Las principales corporaciones exportadoras de granos definieron desvincularse de la moratoria de la soja. Este revés implica la desprotección de la selva tropical más grande del mundo y la finalización de un pacto que, durante casi dos décadas, prohibió la compra de oleaginosas provenientes de tierras deforestadas en el territorio amazónico. 

En esta línea, grupos ambientalistas se han mostrado preocupados por la incertidumbre que supone la falta de control sobre la frontera agrícola y la pérdida de actores fundamentales para su sostenimiento. Aseguran que la disolución de este compromiso responde a un cambio en las estrategias comerciales.

La industria de la soja abandona acuerdos contra la deforestación en Brasil.
La industria de la soja abandona acuerdos contra la deforestación en Brasil.
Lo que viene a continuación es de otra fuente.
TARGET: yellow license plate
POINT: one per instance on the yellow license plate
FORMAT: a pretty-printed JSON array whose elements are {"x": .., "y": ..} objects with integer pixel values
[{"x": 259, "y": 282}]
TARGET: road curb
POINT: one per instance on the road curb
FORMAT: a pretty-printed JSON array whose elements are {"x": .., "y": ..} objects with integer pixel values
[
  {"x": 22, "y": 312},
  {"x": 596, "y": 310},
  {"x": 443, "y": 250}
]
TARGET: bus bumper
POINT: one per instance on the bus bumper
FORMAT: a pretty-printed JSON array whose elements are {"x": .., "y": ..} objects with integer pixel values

El impacto en la lucha del cambio climático

Lo que buscan es una mayor flexibilización en sus exportaciones, que permitan hacer negocios con mercados con regulaciones menos estrictas, quitando así fuerte presión sobre el sector agroindustrial brasileño. Sin embargo, los expertos temen que esta medida pueda incentivar la tala indiscriminada de bosques nativos para la expansión de los cultivos, debilitando losesfuerzos internacionales por mitigar el cambio climático. 

Ante este panorama prevén una escalada de las tensiones entre el gobierno, la industria, la sociedad civil y otros grupos internacionales; es por ello que exigen a las autoridades regulatorias implementar mecanismos alternativos. Temen que, de no hacerlo, la reputación del país se vea comprometida, y en consecuencia, varios acuerdos económicos clave.